J'ai pu constater qu'au cours des cinq derniers mois, vous avez évité de rencontrer les journalistes qui suivent les questions de défense. La raison ne pouvait être que d'éviter les questions et surtout les réponses. Vous avez préféré fuir plutôt que de donner votre avis sur la loi d'amnistie, que vous avez contournée par tous les moyens à votre disposition, en vous couvrant d'un demi-sourire tiède et de votre cohorte de proches collaborateurs.   

Vous, Excellence, pour quatre mots que vous prononcez, trois sont pour dire "je suis fier des forces armées". Il est évident que les militaires qui vous écouteront seront satisfaits. Mais à tout le moins, lassés. C'est un refrain fatigué que vous répétez chaque fois que vous prenez la parole lors d'un événement officiel, lorsque vous êtes approché par un micro de radio ou de télévision, ou lors des rares occasions où vous vous présentez devant les commissions de la défense du Congrès ou du Sénat. 

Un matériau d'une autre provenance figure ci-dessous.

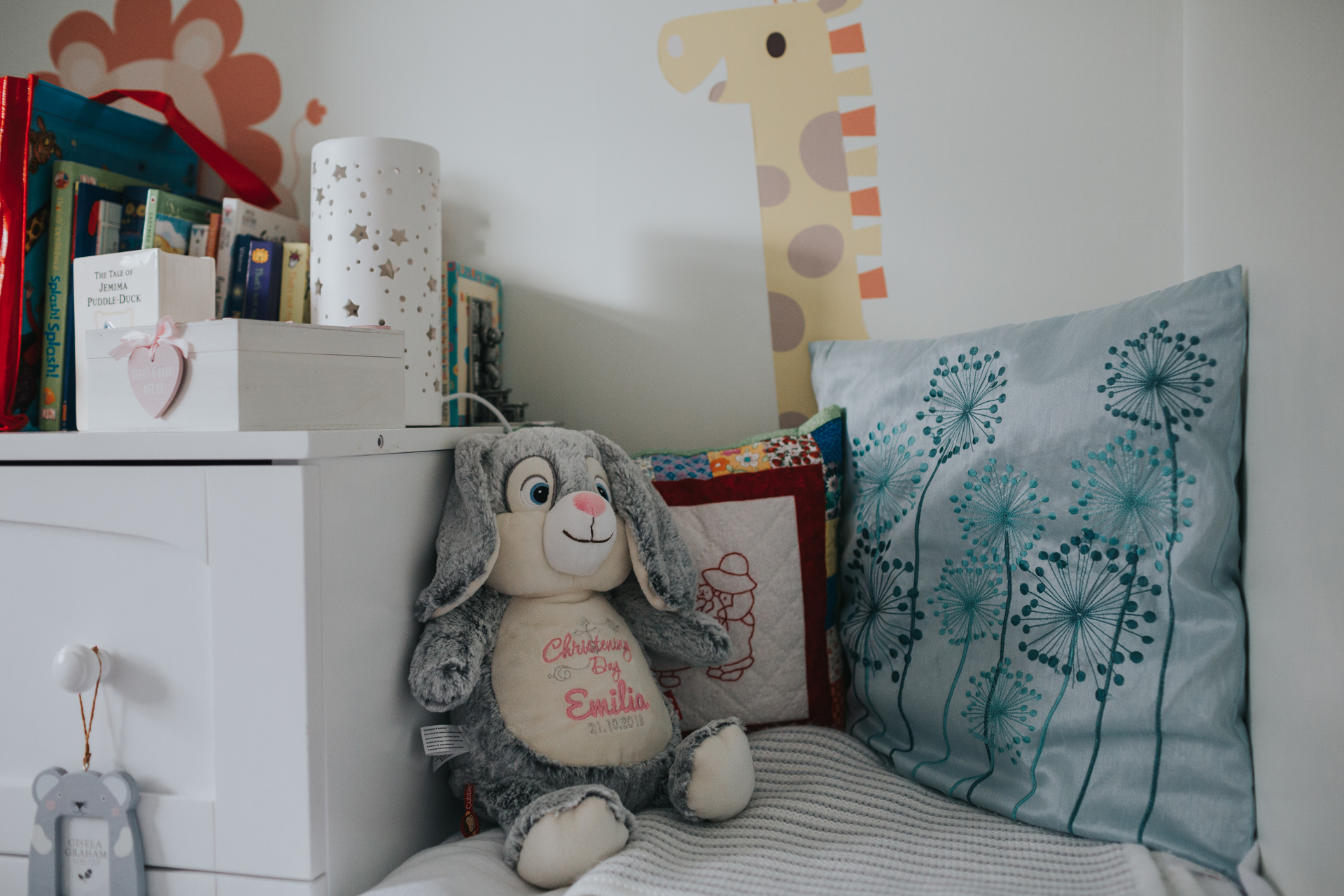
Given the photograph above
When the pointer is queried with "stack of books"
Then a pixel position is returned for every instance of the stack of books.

Le 13 mars, en réponse à une question d'un député, elle a répondu qu'elle était "fière de faire partie du gouvernement" - PHOTO/PSOE

Vous avez déjà souligné vos priorités lorsque vous avez laissé le secrétaire d'État et directeur du Centre national de renseignement, Paz Esteban, aux pieds des séparatistes catalans. C'était à l'occasion de la mise sur écoute autorisée des séparatistes qui auraient voulu porter atteinte à l'ordre constitutionnel. Quelques heures plus tôt, vous aviez défendu Paz Esteban, que je ne connais pas. Puis vous l'avez sacrifiée à deux reprises, la seconde fois lorsqu'elle a été contrainte d'afficher un léger sourire le jour de son remplacement en mai 2022.    

Je vous rappelle que, comme vous le savez, il y aura un jour où Pedro Sánchez cessera d'être président du gouvernement et où ses ministres actuels quitteront leurs postes respectifs. Mais votre déshonneur politique, celui de tous, du premier au dernier... restera.